Elfira Rustina, Guru SMAN 1 Gending Probolinggo, dalam webinar Gerakan Nasional Literasi Digital 2021 menyampaikan “Banyak orang memakai topeng dengan menggunakan akun anonim di media sosial untuk berbicara sekehendak hati”. Hal inilah yang memungkinkan para pengguna media sosial dapat seenaknya melempar ujaran kebenian, hoax dan katidaksantunan lainnya. Dalam Jurnal Pendidikan Bahasa dan Sastra yang ditulis Taufik Hidayat pada tahun 2015 menyatakan bahwa identitas kesantunan dan kesopanan yang melekat pada bangsa Indonesia mulai mengikis seiring dengan banyaknya ketidaksantunan yang dilakukan masyarakat Indonesia. Ketidaksantunan yang amat sering dilakukan masyarakat indonesia yakni ujaran kebencian, kebohongan dan deskriminasi.
Penyebaran hoax, penipuan, ujaran kebencian dan deskriminasi menjadi faktor tingginya indeks ketidaksopanan pengguna media sosial di Indonesia. Setidaknya setiap pengguna media sosial yang ada di Indonesia pernah mendapati perihal-perihal di atas. Tidak dapat dipungkiri bahwa kebanyakan masyarakat kita belum mampu tabayyun atas berita bohong. Sulit menahan diri agar tidak menuliskan hujatan kebencian dan terkadang melampiaskan amarah di media sosial.
Kemarahan dan ujaran kebencian menjadi fenomena yang semakin sering kita temukan semenjak pandemi Covid 19, pasalnya sebagian besar interaksi harus dilakukan secara digital ditambah dengan berbagai tekanan ekonomi yang melanda.
Selain itu proses menelaah, memilah dan tabayyun terhadap berita kadang dihiraukan, sehingga berita hoax dikonsumsi begitu saja.
Pendidikan terkait bertutur kata atau menulis gagasan melalui media perlu digalakkan sebagai upaya untuk menciptakan literasi santun. Bangsa yang besar adalah bangsa yang belajar. Literasi Santun adalah tujuan dari proses pembelajaran untuk memilah kalimat dan menelaah bacaan yang akan disampaikan melalui tulisan. Literasi santun adalah luaran dari proses pembelajaran yang aplikatif sekaligus konkrit, dilaksanakan melalui praktis sebagai upaya pembiasaan untuk menanamkan karakter berbahasa yang sopan dalam keseharian, baik di dunia maya maupun di dunia nyata.
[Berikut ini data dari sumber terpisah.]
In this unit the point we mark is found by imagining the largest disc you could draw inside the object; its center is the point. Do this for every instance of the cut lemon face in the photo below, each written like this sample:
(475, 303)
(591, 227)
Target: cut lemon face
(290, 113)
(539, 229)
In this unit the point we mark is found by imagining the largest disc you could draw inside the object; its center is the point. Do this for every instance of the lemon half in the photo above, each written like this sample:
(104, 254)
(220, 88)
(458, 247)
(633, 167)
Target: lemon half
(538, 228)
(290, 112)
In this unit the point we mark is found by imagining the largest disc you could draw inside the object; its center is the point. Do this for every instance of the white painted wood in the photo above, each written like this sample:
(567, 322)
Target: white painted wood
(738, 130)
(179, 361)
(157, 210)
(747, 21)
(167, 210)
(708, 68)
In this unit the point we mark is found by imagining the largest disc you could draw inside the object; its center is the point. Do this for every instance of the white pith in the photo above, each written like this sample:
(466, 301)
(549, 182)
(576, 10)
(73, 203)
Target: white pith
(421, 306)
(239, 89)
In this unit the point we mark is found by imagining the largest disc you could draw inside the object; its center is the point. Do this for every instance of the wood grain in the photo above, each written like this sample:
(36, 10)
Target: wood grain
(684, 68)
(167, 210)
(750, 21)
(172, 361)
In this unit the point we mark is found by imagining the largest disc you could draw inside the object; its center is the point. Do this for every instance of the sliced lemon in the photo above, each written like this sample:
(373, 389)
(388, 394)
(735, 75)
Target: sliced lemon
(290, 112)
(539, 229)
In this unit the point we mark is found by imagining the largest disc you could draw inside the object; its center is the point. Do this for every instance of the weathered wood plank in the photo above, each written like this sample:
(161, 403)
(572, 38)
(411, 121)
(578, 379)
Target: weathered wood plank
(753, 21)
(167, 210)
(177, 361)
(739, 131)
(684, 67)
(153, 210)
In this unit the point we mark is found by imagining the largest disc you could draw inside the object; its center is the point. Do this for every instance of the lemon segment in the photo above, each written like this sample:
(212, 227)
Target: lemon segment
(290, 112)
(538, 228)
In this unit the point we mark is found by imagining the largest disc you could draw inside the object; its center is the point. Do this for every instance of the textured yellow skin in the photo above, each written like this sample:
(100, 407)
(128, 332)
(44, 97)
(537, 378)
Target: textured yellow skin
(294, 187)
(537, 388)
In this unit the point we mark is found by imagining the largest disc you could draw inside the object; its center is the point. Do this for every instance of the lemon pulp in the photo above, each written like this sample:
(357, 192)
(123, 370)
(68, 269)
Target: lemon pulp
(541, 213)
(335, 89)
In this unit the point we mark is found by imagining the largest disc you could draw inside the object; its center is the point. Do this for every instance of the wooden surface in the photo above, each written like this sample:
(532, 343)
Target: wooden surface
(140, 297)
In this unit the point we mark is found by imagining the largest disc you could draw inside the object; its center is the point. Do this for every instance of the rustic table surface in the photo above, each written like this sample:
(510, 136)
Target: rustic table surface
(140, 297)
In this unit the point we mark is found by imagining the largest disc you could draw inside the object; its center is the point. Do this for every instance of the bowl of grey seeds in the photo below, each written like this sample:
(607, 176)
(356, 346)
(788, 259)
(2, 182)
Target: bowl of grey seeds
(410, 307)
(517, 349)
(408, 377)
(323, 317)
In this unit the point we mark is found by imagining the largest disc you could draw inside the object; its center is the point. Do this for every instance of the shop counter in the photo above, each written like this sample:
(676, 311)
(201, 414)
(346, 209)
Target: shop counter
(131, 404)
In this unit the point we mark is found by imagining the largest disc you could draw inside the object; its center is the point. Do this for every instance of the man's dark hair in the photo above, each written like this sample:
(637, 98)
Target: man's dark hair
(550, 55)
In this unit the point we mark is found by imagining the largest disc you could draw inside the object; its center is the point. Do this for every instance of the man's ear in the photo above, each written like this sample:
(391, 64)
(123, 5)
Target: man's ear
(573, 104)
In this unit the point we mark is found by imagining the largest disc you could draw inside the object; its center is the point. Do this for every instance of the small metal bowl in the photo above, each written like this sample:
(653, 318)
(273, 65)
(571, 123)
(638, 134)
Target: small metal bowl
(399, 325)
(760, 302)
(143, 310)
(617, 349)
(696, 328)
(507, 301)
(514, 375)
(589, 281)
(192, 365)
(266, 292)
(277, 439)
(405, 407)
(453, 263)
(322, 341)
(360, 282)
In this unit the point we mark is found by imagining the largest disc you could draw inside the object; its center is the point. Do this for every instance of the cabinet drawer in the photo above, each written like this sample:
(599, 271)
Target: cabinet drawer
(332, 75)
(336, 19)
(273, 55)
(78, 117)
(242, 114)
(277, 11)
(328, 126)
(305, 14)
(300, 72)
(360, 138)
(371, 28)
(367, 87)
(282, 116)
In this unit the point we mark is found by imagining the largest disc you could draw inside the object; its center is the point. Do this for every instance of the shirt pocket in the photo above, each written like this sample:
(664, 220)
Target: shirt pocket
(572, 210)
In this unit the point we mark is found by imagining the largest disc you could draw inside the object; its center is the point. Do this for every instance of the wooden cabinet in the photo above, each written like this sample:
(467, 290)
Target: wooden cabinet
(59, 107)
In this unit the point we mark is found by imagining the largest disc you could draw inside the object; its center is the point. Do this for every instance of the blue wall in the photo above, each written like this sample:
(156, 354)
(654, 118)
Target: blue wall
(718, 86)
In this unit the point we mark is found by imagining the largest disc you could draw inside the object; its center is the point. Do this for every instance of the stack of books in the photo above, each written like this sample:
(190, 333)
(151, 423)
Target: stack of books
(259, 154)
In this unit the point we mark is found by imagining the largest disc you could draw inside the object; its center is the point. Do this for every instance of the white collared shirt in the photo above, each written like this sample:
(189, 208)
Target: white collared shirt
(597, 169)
Selain dalam bentuk pendidikan, yang diperlukan adalah kesadaran kita sebagai pengguna media sosial. Sebab persoalan kesantunan adalah norma yang perlu diaplikasikan baik di dunia nyata maupun dunia maya.
Untuk itu mari menjadi pribadi yang turut mengkampanyekan kesantunan dalam bermedia sosial. Literasi Santun: Menyekolahkan Tulisan Kita.